Made: Raspberry PI 3 case

Thing
Part/Model:Raspberry Pi 3 Case
Designer:Adam Draper
Source:MyMiniFactory
Print
Printer:Geeetech Prusa i3 Pro B
Slicer:Cura 3.6
Layer Height:0.14
Infill:100%
Speed:60mm/s
Extruder Temp:190°C
Supports:No
Notes:Still needed blue tape to assist with bed adheasion
Material
Type:PLA
Brand:3Dfillies
Size:1.75mm
Colour:Black
Link:PLA+ Filament 1.75mm
Summary
Print Time:x
Material Used:x
Final Thoughts:x
Design Score:8/10
Print Score:5/10
Final Mark:6/10

Raspberry Pi’s are great little processors with plenty of potential functionality and utility. Hobbyist, like myself, will spruik about how awesome these petite computers are and all that can be done with them.

One of my common uses for the Pi is enabling a 3D printer to have network capabilities (ethernet and wireless) with the use of a dedicated Pi running Octoprint. For the best part of two years I have had this very setup on a Pi 3+ on the Creality CR-10, enhancing it to make it a more practical and functional machine. But this Pi was left in a state of perpetual semi-homelessness after being housed in a half completed (and half assed) case, courtesy of myself.

The Pi case originally intended to be used was found on Thingiverse, designed by iTerminate to be used on a 2020 aluminium extrusion frame. This housing would have been perfect for use on a CR-10’s frame except for one small issue – that being past me was being a half-job-Bob and only printed the base for the case and not the top. My thinking at the time was “I just need something to keep the Pi off the desk”. Fast forward almost 24 months later and the Pi was still just in the bottom half of the case feeling sad and forgotten…

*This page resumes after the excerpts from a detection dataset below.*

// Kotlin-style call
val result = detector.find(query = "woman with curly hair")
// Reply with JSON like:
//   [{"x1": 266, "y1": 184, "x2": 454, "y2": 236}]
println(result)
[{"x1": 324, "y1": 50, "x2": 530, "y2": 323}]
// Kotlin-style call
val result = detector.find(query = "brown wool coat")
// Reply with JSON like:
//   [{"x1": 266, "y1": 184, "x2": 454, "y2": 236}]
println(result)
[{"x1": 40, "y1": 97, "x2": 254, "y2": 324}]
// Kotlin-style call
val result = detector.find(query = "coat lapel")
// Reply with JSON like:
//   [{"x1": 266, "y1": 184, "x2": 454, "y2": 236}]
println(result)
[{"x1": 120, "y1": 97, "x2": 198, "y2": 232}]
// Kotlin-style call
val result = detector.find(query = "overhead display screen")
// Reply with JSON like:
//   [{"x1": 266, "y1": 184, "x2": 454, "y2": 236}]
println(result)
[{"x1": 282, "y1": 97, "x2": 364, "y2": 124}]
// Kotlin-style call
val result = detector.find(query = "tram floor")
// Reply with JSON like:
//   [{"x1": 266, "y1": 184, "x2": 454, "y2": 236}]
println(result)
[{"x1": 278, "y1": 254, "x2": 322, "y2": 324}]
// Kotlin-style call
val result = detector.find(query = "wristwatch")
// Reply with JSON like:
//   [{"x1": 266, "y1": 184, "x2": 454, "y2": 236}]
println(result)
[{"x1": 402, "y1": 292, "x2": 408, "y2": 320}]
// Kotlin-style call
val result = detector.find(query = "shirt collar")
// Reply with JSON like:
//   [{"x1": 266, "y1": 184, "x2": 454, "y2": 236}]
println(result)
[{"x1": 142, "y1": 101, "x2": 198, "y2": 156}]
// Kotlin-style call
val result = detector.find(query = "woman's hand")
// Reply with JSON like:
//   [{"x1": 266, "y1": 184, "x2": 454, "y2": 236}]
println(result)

At present, I have a smallish project up-coming for the month and needed to rectify this lack of a housing for the Pi and once and for all be in a case of its own. But as I will be most likely swapping this case out again in the not too distant (but unspecified) future I didn’t need anything too over the top. As mentioned just enough to keep the board off the desk, no need for anything fancy or snazzy.

For what should be a simple and straight forward decision, there’s a lot of variations, options and styles in existence – some better than others. I came across this design on MyMiniFactory by designer Adam Draper. It’s a nice simple and minimalist design and will do for the application which I intend to use for. Given the nature of where it is being installed and what will be coming up in the short-term future this was the logical choice for me and my application although I don’t think the design would suitable for all purposes.

I really like this design, its minimal form shows off the PI’s electronics rather than encasing and hiding it away like most other electronic enclosures would normally. Having the sides open also allows for a bit of ventilation and airflow across the PCB which I’m sure the little processor on the board would be thankful for. There are no optional variations of the design just two parts a top and base and that’s it, there are slots for the micro SD card, ribbon cables for breakout IO devices and for the Pi camera, simple but really that’s all it needs. 

Previously when printing relatively thin parts, for example thicknesses of 5mm and less, I would normally have programmed a normalish infill percentage around the 20% mark with usually 4 top layers and 4 bottom layers which would work okay until I had to screw things into and out of the part. This tended to lead to delamination of the top layers and other occasions if there was too much flexing and bending of the part the top/bottom layers would come away also. For this print I made the decision to use 100% infill on both parts and am glad I did so, it feels solid (because it is) and durable compared to what I had been doing prior – trying to skimp on a few cents worth of filament and using a stingy infill percentage.

The case printed well and because of the simplicity of the design required no supports, after all it’s just a flat profile with provisions for 2.5mm screws to hold the top half to the bottom after.

As expected, print quality from the Geeetech was the only real issue encountered on the final printed product. While the design is simple enough for the machine to handle, especially with no supports, it is still experiencing an issue of too many steps per millimeter causing over extrusion. As a result some critical dimensions, such as cutout areas for USB and network port/s, were oversized and too tight to fit properly. This was the only real print issue which was experienced but was fixed with a light once over with a single cut file, after this correction the cut-outs slotted into place with no problems. The problem remains on the printer and I will need to fix in the firmware in order to better produce dimensionally actuate prints for future projects.

Overall, this modest and elegant case will do the job for my Raspberry Pi for the next month or two. Was happy with the result but as with recent prints on this printer will need some time to further dial in the machine itself.